What do these two Menzies House campaigns have in common?

It’s not support for the principles around freedom of political expression. Menzies House only extends that support to Bolt. It’s not about demanding that limits be placed on political action or expression. Menzies House only wants that to happen in respect of the Tent Embassy. And it’s clearly not good banner design.

What the campaigns have in common is (1) their crude and lazy opportunism; and (2) that they are both targeted at Aboriginal Australians. The first supports Bolt’s right to make loaded calls about other people’s racial identity. The second seeks to end the right of Aboriginal people to continue a long-standing political protest. They share a basis in a rudimentary understanding that resentments about Aboriginal people are easily awakened and exploited in some parts of the community.

All political groups make choices about how to allocate their scarce resources, how to communicate in a way that activates their supporters, and where they should best try to channel their energies. Faced with all of the issues of interest to conservatives and libertarians in contemporary Australia, Menzies House have initiated two campaigns in succession that target Aboriginal people.
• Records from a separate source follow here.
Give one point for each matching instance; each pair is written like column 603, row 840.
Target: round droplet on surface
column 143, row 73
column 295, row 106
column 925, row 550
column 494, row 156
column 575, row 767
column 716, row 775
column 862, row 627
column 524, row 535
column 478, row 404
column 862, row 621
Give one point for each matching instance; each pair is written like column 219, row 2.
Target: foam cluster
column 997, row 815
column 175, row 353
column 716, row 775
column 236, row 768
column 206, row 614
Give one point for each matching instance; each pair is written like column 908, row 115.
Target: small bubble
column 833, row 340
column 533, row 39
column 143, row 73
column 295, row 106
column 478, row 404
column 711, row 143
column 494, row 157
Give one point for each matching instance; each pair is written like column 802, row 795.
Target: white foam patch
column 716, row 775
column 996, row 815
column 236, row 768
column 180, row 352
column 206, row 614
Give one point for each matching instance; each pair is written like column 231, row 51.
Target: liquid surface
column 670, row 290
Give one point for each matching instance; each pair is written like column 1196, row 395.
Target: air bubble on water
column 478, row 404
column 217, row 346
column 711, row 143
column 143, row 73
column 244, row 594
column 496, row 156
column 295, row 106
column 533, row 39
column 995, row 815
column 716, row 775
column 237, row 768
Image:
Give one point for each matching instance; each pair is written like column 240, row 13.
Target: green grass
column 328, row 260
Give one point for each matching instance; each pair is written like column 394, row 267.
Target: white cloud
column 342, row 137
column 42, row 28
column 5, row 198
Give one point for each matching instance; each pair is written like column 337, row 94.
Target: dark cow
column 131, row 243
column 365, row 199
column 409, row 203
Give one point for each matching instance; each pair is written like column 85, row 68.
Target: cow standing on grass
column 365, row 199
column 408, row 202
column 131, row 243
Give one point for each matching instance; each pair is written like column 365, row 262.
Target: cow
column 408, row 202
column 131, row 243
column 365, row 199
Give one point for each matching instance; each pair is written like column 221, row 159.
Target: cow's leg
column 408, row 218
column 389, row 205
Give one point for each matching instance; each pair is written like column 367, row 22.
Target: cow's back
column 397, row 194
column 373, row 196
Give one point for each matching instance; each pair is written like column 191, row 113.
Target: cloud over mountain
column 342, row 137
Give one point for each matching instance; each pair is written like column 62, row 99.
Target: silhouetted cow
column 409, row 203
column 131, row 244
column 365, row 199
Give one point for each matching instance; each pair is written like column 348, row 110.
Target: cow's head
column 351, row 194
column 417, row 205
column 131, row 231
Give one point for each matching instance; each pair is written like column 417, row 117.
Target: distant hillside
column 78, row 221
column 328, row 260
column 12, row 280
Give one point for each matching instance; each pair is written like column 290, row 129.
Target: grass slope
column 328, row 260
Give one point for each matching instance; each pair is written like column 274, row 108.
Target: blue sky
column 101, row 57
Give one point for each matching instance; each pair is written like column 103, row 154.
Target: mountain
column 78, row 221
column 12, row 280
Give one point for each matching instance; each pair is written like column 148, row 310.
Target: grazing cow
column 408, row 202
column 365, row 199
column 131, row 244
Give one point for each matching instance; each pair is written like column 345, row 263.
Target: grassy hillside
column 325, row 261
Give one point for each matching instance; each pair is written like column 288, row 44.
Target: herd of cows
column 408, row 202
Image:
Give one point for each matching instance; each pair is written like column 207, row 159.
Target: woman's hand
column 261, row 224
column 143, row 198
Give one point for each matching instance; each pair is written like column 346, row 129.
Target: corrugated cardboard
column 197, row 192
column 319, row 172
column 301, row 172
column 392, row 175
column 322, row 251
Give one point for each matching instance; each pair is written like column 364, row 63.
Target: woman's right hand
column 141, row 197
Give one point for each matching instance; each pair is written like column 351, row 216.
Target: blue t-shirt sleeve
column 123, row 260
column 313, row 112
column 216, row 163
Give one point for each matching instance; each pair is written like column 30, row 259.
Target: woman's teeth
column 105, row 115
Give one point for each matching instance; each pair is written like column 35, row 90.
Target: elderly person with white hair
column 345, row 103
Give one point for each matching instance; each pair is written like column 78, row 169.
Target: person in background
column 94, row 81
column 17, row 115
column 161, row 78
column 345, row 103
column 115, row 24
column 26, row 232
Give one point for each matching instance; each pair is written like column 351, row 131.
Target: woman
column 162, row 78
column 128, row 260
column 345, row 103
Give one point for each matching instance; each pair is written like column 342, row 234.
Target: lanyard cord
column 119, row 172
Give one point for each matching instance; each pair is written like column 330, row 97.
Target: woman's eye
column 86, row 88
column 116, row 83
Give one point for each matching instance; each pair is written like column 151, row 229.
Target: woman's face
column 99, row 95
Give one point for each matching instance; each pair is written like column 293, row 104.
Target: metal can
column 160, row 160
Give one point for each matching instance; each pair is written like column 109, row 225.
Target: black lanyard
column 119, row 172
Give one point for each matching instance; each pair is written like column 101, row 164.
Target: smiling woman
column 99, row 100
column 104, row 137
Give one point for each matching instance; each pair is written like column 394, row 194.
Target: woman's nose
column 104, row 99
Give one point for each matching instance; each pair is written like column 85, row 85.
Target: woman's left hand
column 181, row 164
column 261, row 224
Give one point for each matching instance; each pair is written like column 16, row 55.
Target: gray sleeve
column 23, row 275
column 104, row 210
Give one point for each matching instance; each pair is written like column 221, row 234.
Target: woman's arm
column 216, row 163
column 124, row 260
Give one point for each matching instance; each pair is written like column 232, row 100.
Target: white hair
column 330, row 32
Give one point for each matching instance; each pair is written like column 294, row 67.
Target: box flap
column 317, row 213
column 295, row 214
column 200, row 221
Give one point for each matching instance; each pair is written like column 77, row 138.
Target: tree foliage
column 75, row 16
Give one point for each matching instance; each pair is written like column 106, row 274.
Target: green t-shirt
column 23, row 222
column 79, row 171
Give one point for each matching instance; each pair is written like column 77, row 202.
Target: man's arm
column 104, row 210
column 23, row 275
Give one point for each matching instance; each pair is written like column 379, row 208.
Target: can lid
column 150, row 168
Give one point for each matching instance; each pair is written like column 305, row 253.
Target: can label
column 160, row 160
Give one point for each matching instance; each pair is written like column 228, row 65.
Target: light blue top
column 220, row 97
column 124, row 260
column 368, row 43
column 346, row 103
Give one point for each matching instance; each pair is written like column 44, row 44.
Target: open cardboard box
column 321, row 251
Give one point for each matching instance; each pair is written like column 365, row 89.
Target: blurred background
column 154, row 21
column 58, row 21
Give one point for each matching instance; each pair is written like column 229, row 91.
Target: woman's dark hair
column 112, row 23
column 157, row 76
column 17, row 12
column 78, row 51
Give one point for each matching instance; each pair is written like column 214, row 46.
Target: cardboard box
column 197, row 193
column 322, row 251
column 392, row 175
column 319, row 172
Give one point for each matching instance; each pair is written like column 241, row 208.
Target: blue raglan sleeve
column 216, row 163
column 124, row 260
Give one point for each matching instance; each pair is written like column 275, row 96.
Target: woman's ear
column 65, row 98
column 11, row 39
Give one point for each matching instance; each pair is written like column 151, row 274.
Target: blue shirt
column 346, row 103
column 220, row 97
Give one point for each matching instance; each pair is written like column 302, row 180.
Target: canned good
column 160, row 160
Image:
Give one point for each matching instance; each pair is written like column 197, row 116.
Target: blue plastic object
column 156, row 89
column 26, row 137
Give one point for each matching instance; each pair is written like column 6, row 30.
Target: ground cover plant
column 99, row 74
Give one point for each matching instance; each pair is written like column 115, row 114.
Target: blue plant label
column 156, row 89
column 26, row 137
What words should we use to describe such an organisation, and the people who direct it?

Cynically exploiting racial divisions is something that American conservatives are historically quite comfortable with, and rather good at, too.

Tim Andrews, the founder of Menzies House, and one of those responsible for these campaigns, is apparently based in the US, doing political jobs. He describes himself on his own blog as a “classical liberal” – perhaps, while he is in America, he is learning how to throw red meat to the worst of the conservative base, the better to apply such techniques when he returns to Australia.

You may remember Andrews as the political genius who posted a bunch of pictures of “hot young liberal” women online, and then seemed uncommonly surprised when he drew some fire as a result.

Do remember the name, if only to make sure that you and other people you know always associate it with stunts and campaigns like these, wherever his future career might take him. If he’s what passes for a rising star on the right of Australian politics, we probably have lots more divisive, racially coded campaigning to look forward to in the future.

It would be far too much to ask that senior conservative politicians tell people like Andrews to pull their heads in. Indeed, people like Cory Bernardi proudly associate themselves with Menzies House, its campaigns, and its frequently (though inadvertently) amusing content. A sign, perhaps, that Senator Bernardi himself sees the value in divisive campaigning of this nature.

Meanwhile, we should be sure to understand Menzies House for the kind of organisation it really is. And we should see the people who initiate campaigns like this for what they are, too.